Betts is going to use the partnership with AMS to develop a residual knowledge of the mining operation so if the opportunity arises to bring that element in house on another asset and if it will save the shareholders money, Hummingbird will have that option.


“The whole thing about business is to make yourself more efficient and make more profit for your shareholders. It isn’t just about the bottom line though, it’s a trade-off between the cost of learning that discipline and whether you are a mining company or a project management company.”


However, with contract mining comes a significantly reduced capital expenditure. It is likely that the mining fleet will total around $100 million, almost doubling the project’s capex spend, that figure has to be traded off against an ASIC saving of around $100/oz.


Betts says the grade at Yanfolila puts the project in a strong position, “Even with a contract miner our AISC is still $700/oz so we can carry it. Whereas if I had come to market and said the capex was $200 million instead of $88 million, the market would have said we couldn’t raise that. We wouldn’t have got the project built.”




While the foundations are in place for construction at Yanfolila there is still a huge amount of work to get through before reaching Betts’ target of first gold production by December 2017.


The concrete has been poured for the plant, the mill and the gold room and the terraces for the power have been installed. The next steps involve completing all the steel and piping work, bringing the reagents on site, electrifying the plant and then move into commissioning.


“We have to run it to make sure it all works and iron out any teething problems. There is still a huge amount of work to do. It is hugely complicated but we are not reinventing the wheel here, it’s a pretty standard gold plant,” says Betts.


Outside of the plant the major focus is preparing the camp so it is capable of housing and feeding the 800-strong workforce expected later this year. Following that the mining fleet will need to be mobilised to pre-strip the pits before the plant is commissioned. Then finally Hummingbird will construct the tailings dam.


“It is a case of every single element of this project falling under one of the VPs’ scopes of responsibility. It’s all down to the interface of those different parts of the project and making sure they all come together at the same time.”


The gold price and how it performs in the next few years will be a key determinate of Hummingbird’s fortunes. Having based the numbers on a gold price of US$1,250 Betts says any fluctuation of $10 on the price will result in $1.3 million either onto or off the bottom line.

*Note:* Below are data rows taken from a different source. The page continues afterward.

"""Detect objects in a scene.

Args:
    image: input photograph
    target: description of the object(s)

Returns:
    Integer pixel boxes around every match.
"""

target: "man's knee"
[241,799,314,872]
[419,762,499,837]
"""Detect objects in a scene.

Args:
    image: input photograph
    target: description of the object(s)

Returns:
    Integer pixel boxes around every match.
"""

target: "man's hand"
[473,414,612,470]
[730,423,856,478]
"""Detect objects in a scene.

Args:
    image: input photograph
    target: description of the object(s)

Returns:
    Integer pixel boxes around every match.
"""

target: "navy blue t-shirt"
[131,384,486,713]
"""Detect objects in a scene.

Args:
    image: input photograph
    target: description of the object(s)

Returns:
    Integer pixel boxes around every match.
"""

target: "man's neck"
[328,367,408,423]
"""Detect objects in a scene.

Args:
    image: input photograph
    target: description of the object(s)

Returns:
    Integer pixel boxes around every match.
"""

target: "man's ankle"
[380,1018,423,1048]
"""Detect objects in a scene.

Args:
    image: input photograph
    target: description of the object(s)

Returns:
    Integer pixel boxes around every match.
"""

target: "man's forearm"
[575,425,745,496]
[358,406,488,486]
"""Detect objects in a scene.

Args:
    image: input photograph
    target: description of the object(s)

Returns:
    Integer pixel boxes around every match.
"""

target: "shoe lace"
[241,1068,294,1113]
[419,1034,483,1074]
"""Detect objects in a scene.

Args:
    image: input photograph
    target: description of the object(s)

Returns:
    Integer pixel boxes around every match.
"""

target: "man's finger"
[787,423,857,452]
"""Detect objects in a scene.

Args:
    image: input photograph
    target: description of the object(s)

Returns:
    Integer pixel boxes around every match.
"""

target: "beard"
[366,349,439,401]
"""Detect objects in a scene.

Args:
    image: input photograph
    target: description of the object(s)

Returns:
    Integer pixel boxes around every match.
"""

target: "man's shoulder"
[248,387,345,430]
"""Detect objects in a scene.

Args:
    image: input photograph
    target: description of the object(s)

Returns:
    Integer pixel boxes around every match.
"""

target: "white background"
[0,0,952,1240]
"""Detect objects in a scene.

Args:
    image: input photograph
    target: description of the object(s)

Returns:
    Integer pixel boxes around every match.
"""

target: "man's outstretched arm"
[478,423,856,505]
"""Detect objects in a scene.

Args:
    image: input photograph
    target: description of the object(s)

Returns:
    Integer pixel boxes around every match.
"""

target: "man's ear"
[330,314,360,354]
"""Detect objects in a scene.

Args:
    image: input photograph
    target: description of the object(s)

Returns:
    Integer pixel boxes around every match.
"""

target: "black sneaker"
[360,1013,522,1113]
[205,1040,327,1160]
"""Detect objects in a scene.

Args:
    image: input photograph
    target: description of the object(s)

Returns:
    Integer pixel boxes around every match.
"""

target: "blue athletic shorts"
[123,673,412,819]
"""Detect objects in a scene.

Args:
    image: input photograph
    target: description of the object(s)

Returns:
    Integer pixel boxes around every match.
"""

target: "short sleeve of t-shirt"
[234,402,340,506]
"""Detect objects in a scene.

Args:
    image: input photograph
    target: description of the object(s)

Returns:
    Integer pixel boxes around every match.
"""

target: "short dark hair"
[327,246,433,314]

He adds that its a unique industry where the biggest variable in terms of revenue and profit is something which is completely out of the company’s control.


“My philosophy is quite simple. I want shareholders to be exposed to the gold price because otherwise why would they be involved with a gold company, however I want to balance that with prudent fiscal controls.”


There is the option for Hummingbird to hedge a small proportion of the production to paying back the debt facility, of $40-45 million – protecting the company from any sharp moves in the gold price. With $60 million free cash potential at US$1250 and four years to pay back the debt it would amount to only a small portion of production that would require hedging. Betts says ideologically he is against the idea but he recognises the that prudently there is a place for it and the board will discuss the option in the coming months.


“I think the market is pricing in a lot more risk than remains. The market has been so bad for so long and I don’t think people think anything is ever going to happen in mining in West Africa.


“People say ‘is it actually possible to produce a mine on time and on budget and produce what you say you are going to?’. Hopefully Hummingbird will prove that it is possible and that will be very good for the whole industry.”